The Government has launched a new “degree apprenticeship” aimed at encouraging more young people to join the technology industry.
Under the scheme, young people will be able to gain a full honours degree while earning a wage. The Government will pay two-thirds of the costs and fees, up to a maximum cap (which is still to be confirmed). Employers will help meet the cost of the remaining third, and will pay the apprentice a wage while they study.
So far, a host of companies including Accenture, BT, Capgemini, HMRC and IBM have guaranteed 150 places on the scheme, which will cover subjects such as software design and information technology.
Universities signing up to the scheme include Aston, Exeter, Greenwich, Loughborough, Manchester Metropolitan and University College London.

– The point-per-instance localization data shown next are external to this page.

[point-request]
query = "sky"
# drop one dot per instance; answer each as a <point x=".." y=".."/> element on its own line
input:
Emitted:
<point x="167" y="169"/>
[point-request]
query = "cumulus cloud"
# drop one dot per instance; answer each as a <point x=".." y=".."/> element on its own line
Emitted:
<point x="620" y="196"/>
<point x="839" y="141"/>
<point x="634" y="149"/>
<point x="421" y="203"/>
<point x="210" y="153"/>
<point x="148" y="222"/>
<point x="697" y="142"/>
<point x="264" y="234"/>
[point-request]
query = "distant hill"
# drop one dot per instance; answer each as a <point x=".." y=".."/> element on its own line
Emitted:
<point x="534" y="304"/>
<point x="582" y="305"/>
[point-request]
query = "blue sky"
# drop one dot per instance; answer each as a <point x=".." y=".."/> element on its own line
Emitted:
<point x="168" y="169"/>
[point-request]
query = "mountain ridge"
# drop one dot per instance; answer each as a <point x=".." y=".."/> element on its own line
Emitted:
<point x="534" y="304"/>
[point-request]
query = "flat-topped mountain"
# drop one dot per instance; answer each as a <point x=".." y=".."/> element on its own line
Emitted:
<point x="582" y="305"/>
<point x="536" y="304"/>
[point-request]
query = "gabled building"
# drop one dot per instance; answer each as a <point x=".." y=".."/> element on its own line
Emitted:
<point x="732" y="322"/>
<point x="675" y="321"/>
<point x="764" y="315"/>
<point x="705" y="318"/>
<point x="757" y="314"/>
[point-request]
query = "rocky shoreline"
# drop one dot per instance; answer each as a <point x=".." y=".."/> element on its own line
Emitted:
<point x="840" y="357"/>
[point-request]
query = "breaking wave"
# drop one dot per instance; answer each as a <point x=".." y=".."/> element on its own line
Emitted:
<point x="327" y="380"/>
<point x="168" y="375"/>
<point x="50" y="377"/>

The apprenticeships will prepare students for careers ranging from business analysis to software development and technology consultancy. The degree will test both academic learning and on-the-job practical training, and has been co-created by employers and universities.
Initially, the degree apprenticeships will focus on building digital talent, but they may be extended to other industries, according to digital economy minister Ed Vaizey, who said that the Government wanted “to ensure that education and training routes are providing the skills which employers need now and in the future”.
A survey by the CBI last year found that 39% of employers struggled to find staff with the appropriate skills in STEM (science, technology, engineering and maths) subjects, and 41% thought this shortage would continue to be an issue over the next three years.
Commenting on the launch of the new apprenticeships, Brian Lightman, general secretary of the Association of Schools and College Leaders, said: “There is massive demand for recruits to these industries who are highly skilled and knowledgeable.”
Capgemini’s UK chairman Christine Hodgson, who is on the board of technology employer body Tech Partnership, welcomed the new scheme, saying it would “enable young people to build the academic and practical skills needed for success in the tech sector and help create the talent needed to boost the digital economy”.